Dois exemplos: A família A é monoparental. Um adulto e uma menor com 16 anos. Aufere um rendimento mensal bruto de €1050 (em termos líquidos com subsídio de almoço incluído recebe €930). Habita em casa alugada, paga uma renda mensal de €450. Na entrega do IRS, pode abater o máximo de €502 da renda paga. A Segurança Social atribuiu ao menor o escalão B de abono de família (e consequentemente Bolsa de Estudo). Esta família. a partir de janeiro de 2023 e de acordo com as medidas anunciadas pelo Governo vai receber €100 por mês (atribuídos a jovens até aos 18 anos).

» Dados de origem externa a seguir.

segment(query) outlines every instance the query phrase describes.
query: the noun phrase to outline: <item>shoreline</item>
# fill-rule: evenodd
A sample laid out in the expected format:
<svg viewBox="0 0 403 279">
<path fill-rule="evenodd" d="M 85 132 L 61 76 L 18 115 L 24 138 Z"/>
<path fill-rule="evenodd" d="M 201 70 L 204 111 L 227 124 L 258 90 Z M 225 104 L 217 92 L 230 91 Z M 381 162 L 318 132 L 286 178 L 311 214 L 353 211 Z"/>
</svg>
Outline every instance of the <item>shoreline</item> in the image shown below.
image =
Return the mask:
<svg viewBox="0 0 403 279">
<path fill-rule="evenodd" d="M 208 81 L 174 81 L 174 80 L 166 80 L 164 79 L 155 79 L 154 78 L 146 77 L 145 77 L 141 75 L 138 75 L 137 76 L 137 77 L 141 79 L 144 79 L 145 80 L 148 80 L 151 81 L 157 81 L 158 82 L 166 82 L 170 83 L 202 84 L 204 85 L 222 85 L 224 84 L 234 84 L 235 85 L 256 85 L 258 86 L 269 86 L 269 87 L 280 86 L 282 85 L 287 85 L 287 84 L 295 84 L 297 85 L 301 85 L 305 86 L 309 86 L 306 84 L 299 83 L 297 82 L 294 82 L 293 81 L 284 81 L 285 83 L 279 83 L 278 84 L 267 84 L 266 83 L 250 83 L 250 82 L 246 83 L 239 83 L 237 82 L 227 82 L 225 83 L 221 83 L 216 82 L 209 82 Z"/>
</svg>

A família B é também monoparental. Um adulto e um menor com 17 anos. Aufere uma prestação social de desemprego mensal de €900. Habita em casa própria, pagando ao banco a prestação mensal de €500 (e demais encargos inerentes ao imóvel que possui). Na entrega do IRS pode abater unicamente máximo de 15% do valor dos juros do empréstimo bancário (até ao limite de €296 por ano). A Segurança Social atribui a este menor o escalão C de abono de família. Porque este agregado teve a “ousadia” de, no passado, adquirir uma habitação própria e permanente e, não obstante estar atualmente em situação involuntária de desemprego, a Segurança Social na sua imensa sabedoria entende designar de “rendimento predial” 5% do valor patrimonial da casa, e acrescer a este pseudo rendimento o montante atribuído ao subsídio de desemprego. Na prática e aos olhos da Segurança Social, toda e qualquer pessoa que tenha casa própria (ainda que esteja a dever mais duas décadas à banca) é contabilizado 5% do valor patrimonial da mesma como “rendimento”. A partir de janeiro de 2023 esta família não vai receber nada porque o menor – estudante – completa 18 anos em 2022.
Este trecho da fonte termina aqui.